If creation reveals the Creator, then studying creation is an act of obedience and delight. That’s why science isn’t optional in a Christian school—it’s essential.
Faith and Science Work Together
Many people today assume faith and science are enemies locked in a centuries-long war, but that idea is mostly a modern invention, born in the late 1800s from writers who had political and professional reasons to pit the two against each other. For most of Christian history, believers saw faith and reason as allies.
Augustine of Hippo, writing in the fifth century, offered one of the most thoughtful visions of how theology and science can walk hand in hand. He made four points that still guide us today:
All truth comes from God. There isn’t one kind of truth for theology and another for science. Whatever is true in nature is God’s truth, because He made it.

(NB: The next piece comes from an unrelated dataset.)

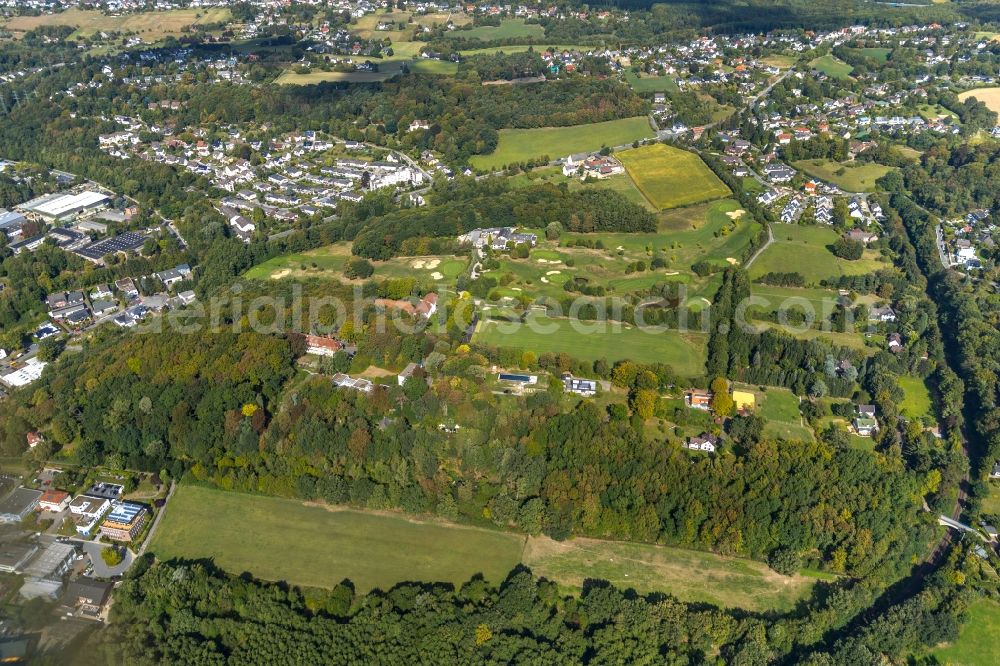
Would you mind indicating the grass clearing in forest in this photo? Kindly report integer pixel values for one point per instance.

God reveals Himself in two “books”: Scripture and nature. Both come from the same Author, and therefore, they cannot contradict one another.
Both must be studied carefully. Scripture requires faithful interpretation; nature requires careful observation. Both disciplines demand humility and patience.

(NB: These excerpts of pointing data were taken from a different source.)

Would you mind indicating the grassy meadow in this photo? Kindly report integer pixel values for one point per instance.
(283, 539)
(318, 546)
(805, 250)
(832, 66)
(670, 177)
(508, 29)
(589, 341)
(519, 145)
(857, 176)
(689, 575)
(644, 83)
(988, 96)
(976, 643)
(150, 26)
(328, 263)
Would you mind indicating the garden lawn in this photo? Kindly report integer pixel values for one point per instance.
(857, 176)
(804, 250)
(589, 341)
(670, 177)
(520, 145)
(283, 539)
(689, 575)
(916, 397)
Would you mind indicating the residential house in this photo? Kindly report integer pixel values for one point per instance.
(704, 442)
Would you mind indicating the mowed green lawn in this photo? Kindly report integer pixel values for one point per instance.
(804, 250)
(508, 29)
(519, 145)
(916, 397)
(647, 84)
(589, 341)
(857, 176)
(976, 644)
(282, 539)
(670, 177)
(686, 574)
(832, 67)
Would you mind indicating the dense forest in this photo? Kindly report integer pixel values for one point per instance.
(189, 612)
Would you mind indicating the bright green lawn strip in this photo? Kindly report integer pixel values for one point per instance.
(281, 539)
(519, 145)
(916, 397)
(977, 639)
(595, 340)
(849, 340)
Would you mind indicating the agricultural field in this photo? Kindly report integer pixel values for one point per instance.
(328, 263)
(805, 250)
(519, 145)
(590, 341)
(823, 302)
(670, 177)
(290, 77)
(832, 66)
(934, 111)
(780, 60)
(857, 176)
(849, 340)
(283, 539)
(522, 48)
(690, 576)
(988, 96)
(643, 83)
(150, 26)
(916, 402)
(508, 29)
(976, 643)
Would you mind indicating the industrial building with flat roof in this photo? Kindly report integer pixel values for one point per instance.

Knowing nature deepens our faith. When we study creation, we see more clearly the order, wisdom, and power of its Creator.
For Augustine, theology and what we now call science were not competing domains but complementary ways of knowing. Each sheds light on the other.

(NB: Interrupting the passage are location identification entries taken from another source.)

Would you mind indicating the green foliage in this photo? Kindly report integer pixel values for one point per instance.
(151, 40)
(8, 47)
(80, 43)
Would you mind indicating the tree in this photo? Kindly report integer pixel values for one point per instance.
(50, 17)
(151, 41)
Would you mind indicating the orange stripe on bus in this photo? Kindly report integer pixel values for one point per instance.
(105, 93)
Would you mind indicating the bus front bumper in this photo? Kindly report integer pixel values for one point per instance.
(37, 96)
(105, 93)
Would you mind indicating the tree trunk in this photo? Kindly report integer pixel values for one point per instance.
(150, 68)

And that’s the vision we should recover in classical Christian education—students who see no tension between loving Scripture and loving the created world, between faith and reason, between prayer and experimentation.
Why Science Matters in Classical Christian Schools
Science belongs in our classrooms not just because it’s part of the Western tradition or because it reveals God’s glory, but because it helps form the kind of students we hope to produce—curious, humble, discerning, and full of wonder.
When students study creation carefully, they learn habits of mind that echo the Christian virtues: patience, attentiveness, honesty, and reverence. They learn to see order where others see chaos, and to trust that truth, wherever it is found, belongs to God.
Classical education seeks to form whole persons—hearts that love rightly and minds that think clearly—and because robust science instruction can contribute to that formation, it is essential to classical Christian education.